How things work: The Sun


Pudelek, CC BY-SA 4.0 , via Wikimedia Commons

A sunrise over the mountains.

Jacob Toth, Opinions Editor

The sun has been heating up and providing light to Earth for billions of years. I will be explaining how it works.

The sun is a giant star and like all stars; it is just a giant ball of hot gases that consists of hydrogen and helium. The hydrogen atoms do something called nuclear fusion, which just means that hydrogen explodes in the center of the sun and the explosion produces heat and light.

The sun is very very big compared to earth. You can actually fit 1 million Earths inside the sun, which shows you how big the sun really is.

The sun is also 92 million miles away from Earth, and in a spaceship, it would take you a little over 19 years of continuous flying to reach the sun. Imagine being only less than a mile away from the sun and seeing it up close.
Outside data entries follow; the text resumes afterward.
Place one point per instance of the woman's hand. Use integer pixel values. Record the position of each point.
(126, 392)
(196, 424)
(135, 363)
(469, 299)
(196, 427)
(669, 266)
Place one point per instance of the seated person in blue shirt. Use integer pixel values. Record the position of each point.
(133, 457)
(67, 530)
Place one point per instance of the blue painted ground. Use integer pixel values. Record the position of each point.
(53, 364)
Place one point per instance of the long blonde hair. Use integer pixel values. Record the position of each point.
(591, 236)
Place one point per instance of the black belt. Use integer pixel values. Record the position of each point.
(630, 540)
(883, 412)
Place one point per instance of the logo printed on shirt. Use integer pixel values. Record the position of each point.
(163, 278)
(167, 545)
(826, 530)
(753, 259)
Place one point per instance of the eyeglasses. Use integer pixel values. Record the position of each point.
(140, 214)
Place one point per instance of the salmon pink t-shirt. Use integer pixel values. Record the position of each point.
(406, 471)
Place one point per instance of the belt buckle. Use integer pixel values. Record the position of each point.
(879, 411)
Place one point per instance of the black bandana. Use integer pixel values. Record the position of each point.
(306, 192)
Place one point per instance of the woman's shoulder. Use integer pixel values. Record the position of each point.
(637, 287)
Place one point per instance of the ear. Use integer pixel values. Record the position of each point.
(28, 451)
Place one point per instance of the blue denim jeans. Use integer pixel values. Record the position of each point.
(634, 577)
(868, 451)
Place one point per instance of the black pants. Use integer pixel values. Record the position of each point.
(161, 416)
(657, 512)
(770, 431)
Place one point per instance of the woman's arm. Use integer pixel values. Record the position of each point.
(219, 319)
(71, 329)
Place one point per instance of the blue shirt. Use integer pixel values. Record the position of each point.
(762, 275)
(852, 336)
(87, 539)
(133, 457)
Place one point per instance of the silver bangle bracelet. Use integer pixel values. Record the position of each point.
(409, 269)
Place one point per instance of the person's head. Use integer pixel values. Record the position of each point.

Just think of how hot and bright the sun is on Earth, even when it is so far away. If you were up close to the sun’s surface, it would be 625 times brighter than it is on earth, and not to mention, the heat would be an unbearable 27 million degrees! Compare that to a 90-degree hot summer day.

In about 7 billion years from now, our sun will completely explode and burn out as all stars do eventually, and the Earth will be in a permanent state of darkness and coldness. Our ancestors will have to deal with this disaster, unfortunately.

Once the sun burns out, it will go through its cooling stage, and at the end of its life cycle, it will gradually lose heat and just become a dead cold star.